Make Butter Two Ways
In this simple science experiment, kids make butter while exploring liquids, solids and the properties of milk.
Simple explanation: churning (or shaking) causes cream (a liquid) to separate into butter (a solid) and buttermilk (a liquid).
Detailed explanation: Cream is mixture of solid butterfat suspended in liquid buttermilk. When shaken, air is trapped in the cream and bubbles form; this creates whipped cream. If you keep shaking, the tiny bubbles eventually begin to pop, and the fat solids begin to stick together in clumps and separate from the liquid buttermilk. This process is called “churning” and has been around for thousands of years.
In the old days, a cow would be milked, then the milk would be strained, poured into a can and stored in cool water (for example, in a well or river). After several hours, the cream would rise to the top. The cream would be skimmed off (leaving behind “skim milk”), then allowed to become warm and slightly sour. It would then be churned into butter. The butter was washed, and sometimes combined with salt to preserve its freshness. The leftover buttermilk was used for drinking or baking. The leftover skim milk was fed to the livestock or made into cottage cheese.
What other products are also made from milk?

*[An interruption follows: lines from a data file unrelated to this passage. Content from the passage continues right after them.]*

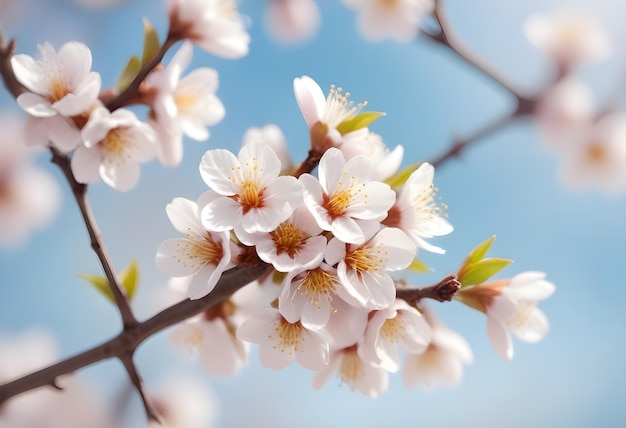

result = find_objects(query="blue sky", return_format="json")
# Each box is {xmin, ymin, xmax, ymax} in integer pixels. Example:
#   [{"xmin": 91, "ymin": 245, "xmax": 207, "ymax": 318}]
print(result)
[{"xmin": 0, "ymin": 0, "xmax": 626, "ymax": 427}]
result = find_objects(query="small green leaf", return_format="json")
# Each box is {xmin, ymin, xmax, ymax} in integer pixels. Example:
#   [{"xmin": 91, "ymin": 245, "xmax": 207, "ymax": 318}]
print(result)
[
  {"xmin": 141, "ymin": 17, "xmax": 161, "ymax": 66},
  {"xmin": 78, "ymin": 273, "xmax": 115, "ymax": 303},
  {"xmin": 337, "ymin": 111, "xmax": 385, "ymax": 135},
  {"xmin": 385, "ymin": 162, "xmax": 422, "ymax": 188},
  {"xmin": 459, "ymin": 258, "xmax": 513, "ymax": 287},
  {"xmin": 407, "ymin": 259, "xmax": 430, "ymax": 273},
  {"xmin": 466, "ymin": 235, "xmax": 496, "ymax": 267},
  {"xmin": 117, "ymin": 55, "xmax": 141, "ymax": 91},
  {"xmin": 120, "ymin": 260, "xmax": 139, "ymax": 300}
]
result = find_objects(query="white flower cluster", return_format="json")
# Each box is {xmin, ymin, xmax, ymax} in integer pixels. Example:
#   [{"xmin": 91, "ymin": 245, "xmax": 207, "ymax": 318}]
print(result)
[
  {"xmin": 156, "ymin": 76, "xmax": 466, "ymax": 396},
  {"xmin": 525, "ymin": 11, "xmax": 626, "ymax": 193}
]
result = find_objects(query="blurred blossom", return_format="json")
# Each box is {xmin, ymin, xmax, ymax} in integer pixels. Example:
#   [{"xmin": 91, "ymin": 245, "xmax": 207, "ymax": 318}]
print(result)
[
  {"xmin": 0, "ymin": 117, "xmax": 61, "ymax": 245},
  {"xmin": 535, "ymin": 77, "xmax": 593, "ymax": 152},
  {"xmin": 524, "ymin": 10, "xmax": 611, "ymax": 67},
  {"xmin": 0, "ymin": 331, "xmax": 111, "ymax": 428},
  {"xmin": 149, "ymin": 375, "xmax": 217, "ymax": 428},
  {"xmin": 402, "ymin": 316, "xmax": 474, "ymax": 388},
  {"xmin": 343, "ymin": 0, "xmax": 435, "ymax": 42},
  {"xmin": 561, "ymin": 113, "xmax": 626, "ymax": 194},
  {"xmin": 265, "ymin": 0, "xmax": 320, "ymax": 43}
]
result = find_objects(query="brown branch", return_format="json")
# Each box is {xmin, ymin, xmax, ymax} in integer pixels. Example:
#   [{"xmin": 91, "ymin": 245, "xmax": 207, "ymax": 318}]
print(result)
[
  {"xmin": 0, "ymin": 31, "xmax": 26, "ymax": 98},
  {"xmin": 106, "ymin": 36, "xmax": 178, "ymax": 111},
  {"xmin": 396, "ymin": 273, "xmax": 461, "ymax": 305},
  {"xmin": 0, "ymin": 264, "xmax": 269, "ymax": 405},
  {"xmin": 50, "ymin": 147, "xmax": 137, "ymax": 328}
]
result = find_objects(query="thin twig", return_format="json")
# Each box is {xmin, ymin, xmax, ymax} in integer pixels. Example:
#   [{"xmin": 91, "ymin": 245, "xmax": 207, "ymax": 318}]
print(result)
[
  {"xmin": 0, "ymin": 264, "xmax": 269, "ymax": 405},
  {"xmin": 396, "ymin": 273, "xmax": 461, "ymax": 304},
  {"xmin": 50, "ymin": 147, "xmax": 137, "ymax": 328}
]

Cream is an example of a "colloid." Colloids are liquids that contain tiny solids, drops of other liquids, or gas bubbles that are so evenly spread out and so well mixed-in that they don't settle to the bottom, float to the top or otherwise separate out unless forced to. Other examples are shaving cream and mousse.
Safety Notes
Be careful to supervise little ones if using glass jars.
Materials
- Heavy cream, slightly warmed - 1/4+ cup per student
- Clean glass jar with lid - 1 of this item per student
- Marble (optional) - 1 of this item per student
- Spatula or wooden spoon - 1 of this item per class
- Bowl - 1 of this item per class
- Blender (optional) - 1 of this item per class
Instructions
Fill clean glass jar about 3/4 full with heavy cream. You will get butter faster if the cream is slightly warmed (not straight from the fridge) and if you add a marble to the jar to help churn the cream.
You will need to shake the jar about 10 minutes, depending on how hard and how consistently you are shaking it. (With little ones, note that this could take up to 20 minutes unless an adult is helping to shake.)

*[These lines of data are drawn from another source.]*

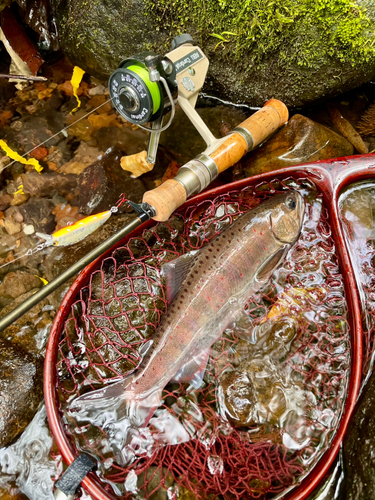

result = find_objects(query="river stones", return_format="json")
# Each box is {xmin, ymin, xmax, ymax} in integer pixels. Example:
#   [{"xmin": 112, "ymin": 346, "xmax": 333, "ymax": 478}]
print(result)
[
  {"xmin": 240, "ymin": 114, "xmax": 353, "ymax": 177},
  {"xmin": 73, "ymin": 149, "xmax": 146, "ymax": 215},
  {"xmin": 219, "ymin": 370, "xmax": 257, "ymax": 427},
  {"xmin": 342, "ymin": 375, "xmax": 375, "ymax": 500},
  {"xmin": 52, "ymin": 0, "xmax": 375, "ymax": 107},
  {"xmin": 0, "ymin": 338, "xmax": 43, "ymax": 448}
]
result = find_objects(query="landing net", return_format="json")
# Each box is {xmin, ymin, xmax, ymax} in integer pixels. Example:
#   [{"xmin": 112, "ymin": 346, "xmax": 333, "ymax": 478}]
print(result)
[{"xmin": 57, "ymin": 179, "xmax": 350, "ymax": 500}]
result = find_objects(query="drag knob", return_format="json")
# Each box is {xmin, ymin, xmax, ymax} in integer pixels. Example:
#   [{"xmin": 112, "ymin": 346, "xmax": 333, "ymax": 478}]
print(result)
[{"xmin": 171, "ymin": 33, "xmax": 194, "ymax": 50}]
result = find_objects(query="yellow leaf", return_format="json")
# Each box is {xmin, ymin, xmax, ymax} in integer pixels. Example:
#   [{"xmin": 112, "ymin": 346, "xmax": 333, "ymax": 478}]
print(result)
[
  {"xmin": 70, "ymin": 66, "xmax": 85, "ymax": 114},
  {"xmin": 34, "ymin": 274, "xmax": 48, "ymax": 285},
  {"xmin": 0, "ymin": 140, "xmax": 43, "ymax": 173}
]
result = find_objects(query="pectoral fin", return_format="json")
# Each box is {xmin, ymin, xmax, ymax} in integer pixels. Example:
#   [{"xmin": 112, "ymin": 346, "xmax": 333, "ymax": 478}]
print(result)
[
  {"xmin": 228, "ymin": 309, "xmax": 256, "ymax": 344},
  {"xmin": 172, "ymin": 349, "xmax": 210, "ymax": 389},
  {"xmin": 161, "ymin": 250, "xmax": 199, "ymax": 304}
]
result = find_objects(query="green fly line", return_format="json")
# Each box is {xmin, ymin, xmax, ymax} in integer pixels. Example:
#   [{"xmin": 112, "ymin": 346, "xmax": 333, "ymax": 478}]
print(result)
[{"xmin": 127, "ymin": 64, "xmax": 161, "ymax": 113}]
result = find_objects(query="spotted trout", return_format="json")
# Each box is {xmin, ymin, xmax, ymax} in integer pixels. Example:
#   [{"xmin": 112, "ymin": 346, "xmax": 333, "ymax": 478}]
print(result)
[{"xmin": 71, "ymin": 191, "xmax": 304, "ymax": 458}]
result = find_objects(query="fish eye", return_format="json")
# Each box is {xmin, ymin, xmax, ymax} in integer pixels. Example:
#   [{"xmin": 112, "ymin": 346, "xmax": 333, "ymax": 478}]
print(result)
[{"xmin": 285, "ymin": 196, "xmax": 297, "ymax": 210}]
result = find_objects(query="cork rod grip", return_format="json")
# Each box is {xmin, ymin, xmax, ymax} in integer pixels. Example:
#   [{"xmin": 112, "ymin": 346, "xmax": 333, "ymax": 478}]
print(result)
[
  {"xmin": 210, "ymin": 99, "xmax": 289, "ymax": 173},
  {"xmin": 143, "ymin": 179, "xmax": 186, "ymax": 221},
  {"xmin": 143, "ymin": 99, "xmax": 288, "ymax": 221}
]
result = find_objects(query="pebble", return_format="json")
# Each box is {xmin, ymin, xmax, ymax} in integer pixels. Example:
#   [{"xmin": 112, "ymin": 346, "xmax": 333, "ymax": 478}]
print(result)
[{"xmin": 0, "ymin": 338, "xmax": 43, "ymax": 448}]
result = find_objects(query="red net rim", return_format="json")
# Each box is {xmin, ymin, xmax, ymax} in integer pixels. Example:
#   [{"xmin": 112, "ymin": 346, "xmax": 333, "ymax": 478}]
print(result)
[{"xmin": 44, "ymin": 155, "xmax": 375, "ymax": 500}]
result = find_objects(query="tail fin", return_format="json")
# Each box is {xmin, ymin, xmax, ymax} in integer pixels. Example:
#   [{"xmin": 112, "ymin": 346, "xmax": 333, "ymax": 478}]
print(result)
[{"xmin": 69, "ymin": 375, "xmax": 162, "ymax": 465}]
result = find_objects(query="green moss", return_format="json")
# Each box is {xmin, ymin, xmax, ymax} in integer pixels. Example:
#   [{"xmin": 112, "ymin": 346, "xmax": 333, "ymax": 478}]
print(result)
[{"xmin": 146, "ymin": 0, "xmax": 375, "ymax": 68}]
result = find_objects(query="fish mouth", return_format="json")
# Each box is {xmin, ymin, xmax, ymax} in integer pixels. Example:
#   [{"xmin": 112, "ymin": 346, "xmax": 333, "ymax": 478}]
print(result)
[{"xmin": 269, "ymin": 191, "xmax": 305, "ymax": 245}]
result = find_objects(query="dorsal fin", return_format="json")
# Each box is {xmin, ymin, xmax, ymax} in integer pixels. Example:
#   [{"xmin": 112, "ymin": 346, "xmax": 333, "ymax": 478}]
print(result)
[{"xmin": 161, "ymin": 250, "xmax": 199, "ymax": 304}]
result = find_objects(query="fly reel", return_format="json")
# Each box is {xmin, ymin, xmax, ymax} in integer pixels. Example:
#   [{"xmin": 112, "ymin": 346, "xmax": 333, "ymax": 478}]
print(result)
[
  {"xmin": 109, "ymin": 51, "xmax": 178, "ymax": 125},
  {"xmin": 109, "ymin": 34, "xmax": 215, "ymax": 166}
]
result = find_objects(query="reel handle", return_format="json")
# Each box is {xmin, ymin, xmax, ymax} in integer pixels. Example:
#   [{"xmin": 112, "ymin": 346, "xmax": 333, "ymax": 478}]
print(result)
[{"xmin": 143, "ymin": 99, "xmax": 289, "ymax": 221}]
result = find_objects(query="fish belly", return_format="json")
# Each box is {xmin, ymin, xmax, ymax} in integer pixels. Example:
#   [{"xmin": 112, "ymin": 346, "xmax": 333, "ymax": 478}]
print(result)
[{"xmin": 136, "ymin": 215, "xmax": 282, "ymax": 393}]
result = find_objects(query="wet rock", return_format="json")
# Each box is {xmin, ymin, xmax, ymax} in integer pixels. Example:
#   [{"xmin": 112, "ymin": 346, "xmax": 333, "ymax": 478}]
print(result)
[
  {"xmin": 19, "ymin": 198, "xmax": 55, "ymax": 234},
  {"xmin": 73, "ymin": 146, "xmax": 146, "ymax": 215},
  {"xmin": 0, "ymin": 338, "xmax": 43, "ymax": 448},
  {"xmin": 219, "ymin": 371, "xmax": 257, "ymax": 427},
  {"xmin": 95, "ymin": 127, "xmax": 149, "ymax": 155},
  {"xmin": 0, "ymin": 405, "xmax": 61, "ymax": 500},
  {"xmin": 343, "ymin": 375, "xmax": 375, "ymax": 500},
  {"xmin": 240, "ymin": 115, "xmax": 353, "ymax": 177},
  {"xmin": 59, "ymin": 143, "xmax": 104, "ymax": 175},
  {"xmin": 10, "ymin": 193, "xmax": 30, "ymax": 207},
  {"xmin": 0, "ymin": 227, "xmax": 17, "ymax": 257},
  {"xmin": 0, "ymin": 271, "xmax": 42, "ymax": 299},
  {"xmin": 21, "ymin": 171, "xmax": 77, "ymax": 198},
  {"xmin": 0, "ymin": 288, "xmax": 53, "ymax": 355},
  {"xmin": 52, "ymin": 0, "xmax": 375, "ymax": 106},
  {"xmin": 52, "ymin": 203, "xmax": 84, "ymax": 231}
]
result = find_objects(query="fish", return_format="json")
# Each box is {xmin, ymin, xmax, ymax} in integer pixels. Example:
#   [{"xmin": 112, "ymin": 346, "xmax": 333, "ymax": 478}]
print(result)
[
  {"xmin": 69, "ymin": 191, "xmax": 305, "ymax": 461},
  {"xmin": 35, "ymin": 211, "xmax": 112, "ymax": 247}
]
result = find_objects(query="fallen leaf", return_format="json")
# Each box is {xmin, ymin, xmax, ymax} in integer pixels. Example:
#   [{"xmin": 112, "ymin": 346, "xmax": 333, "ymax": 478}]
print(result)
[
  {"xmin": 34, "ymin": 274, "xmax": 48, "ymax": 285},
  {"xmin": 30, "ymin": 146, "xmax": 48, "ymax": 160},
  {"xmin": 70, "ymin": 66, "xmax": 85, "ymax": 115},
  {"xmin": 0, "ymin": 140, "xmax": 43, "ymax": 173},
  {"xmin": 47, "ymin": 161, "xmax": 57, "ymax": 170},
  {"xmin": 0, "ymin": 110, "xmax": 13, "ymax": 128},
  {"xmin": 38, "ymin": 89, "xmax": 53, "ymax": 101}
]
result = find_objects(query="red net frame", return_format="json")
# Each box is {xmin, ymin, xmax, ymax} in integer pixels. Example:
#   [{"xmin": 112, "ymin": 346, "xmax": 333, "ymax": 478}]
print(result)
[{"xmin": 45, "ymin": 155, "xmax": 375, "ymax": 500}]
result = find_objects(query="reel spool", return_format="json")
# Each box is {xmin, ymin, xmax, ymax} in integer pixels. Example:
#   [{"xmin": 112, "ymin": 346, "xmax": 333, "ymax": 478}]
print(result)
[
  {"xmin": 109, "ymin": 33, "xmax": 215, "ymax": 166},
  {"xmin": 109, "ymin": 51, "xmax": 178, "ymax": 126}
]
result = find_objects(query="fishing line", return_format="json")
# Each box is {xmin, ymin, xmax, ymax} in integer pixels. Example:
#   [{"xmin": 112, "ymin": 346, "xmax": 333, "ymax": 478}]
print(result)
[
  {"xmin": 0, "ymin": 243, "xmax": 51, "ymax": 269},
  {"xmin": 2, "ymin": 97, "xmax": 114, "ymax": 171},
  {"xmin": 0, "ymin": 193, "xmax": 129, "ymax": 269}
]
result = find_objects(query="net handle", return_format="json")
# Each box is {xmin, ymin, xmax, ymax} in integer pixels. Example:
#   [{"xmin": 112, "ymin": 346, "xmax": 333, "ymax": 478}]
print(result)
[{"xmin": 44, "ymin": 159, "xmax": 375, "ymax": 500}]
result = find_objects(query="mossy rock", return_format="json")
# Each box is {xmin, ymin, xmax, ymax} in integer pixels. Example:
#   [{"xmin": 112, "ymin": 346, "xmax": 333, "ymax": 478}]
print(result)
[{"xmin": 52, "ymin": 0, "xmax": 375, "ymax": 107}]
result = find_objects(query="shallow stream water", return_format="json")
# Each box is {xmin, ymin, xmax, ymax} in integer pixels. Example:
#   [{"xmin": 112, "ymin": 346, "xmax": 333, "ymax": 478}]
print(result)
[
  {"xmin": 0, "ymin": 52, "xmax": 375, "ymax": 500},
  {"xmin": 49, "ymin": 181, "xmax": 350, "ymax": 498}
]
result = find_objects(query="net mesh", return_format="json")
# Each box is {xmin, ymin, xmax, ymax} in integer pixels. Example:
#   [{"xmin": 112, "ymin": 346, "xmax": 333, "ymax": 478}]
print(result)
[
  {"xmin": 57, "ymin": 179, "xmax": 350, "ymax": 499},
  {"xmin": 339, "ymin": 181, "xmax": 375, "ymax": 383}
]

Whipped cream will form very quickly; eventually you will notice that the sloshing in the jar stops completely and the marble all but stops moving. This is the point when you will be tempted to stop shaking. You could, because the liquid cream will now be a tasty solid that looks and tastes a lot like whipped butter. But if you want to get to the point where the butter fat solids actually separate from the butter milk, you've got to keep on shaking! This separation will happen very quickly -- you will notice a foamy thin liquid forming around solid yellowish chunks. The chunks are the butter. the liquid is buttermilk.
Strain the buttermilk off if you want to use it for cooking, then place the butter solids in a bowl and begin pressing them with a spatula or wooden spoon. Keep pressing and draining the excess buttermilk until no more liquid comes out. Now add salt to taste (salt can be used as a preservative, but you don't need it) and form the butter into a mound. Spread some onto a piece of bread and enjoy!
If you are doing this with a class, especially with young kids, it is best to let the students work in teams so one student isn't shaking the jar the entire time.
If you have trouble getting the butter solids to separate out, it could be because:
- The cream you used didn't have enough fat. Heavy cream works the best.
- The cream was too cold. Warmer cream will separate out faster.
- You didn't shake hard enough or long enough. Adding a marble definitely speeds things up!
If you want to demonstrate how butter can be made more quickly, or differently, you do this activity in a blender in just a few minutes.
This activity is a great companion to lessons on barnyard animals, liquids and solids, phase changes, and the wide range of milk products (yogurt, milk, cheese, whipped cream, ice cream, etc.).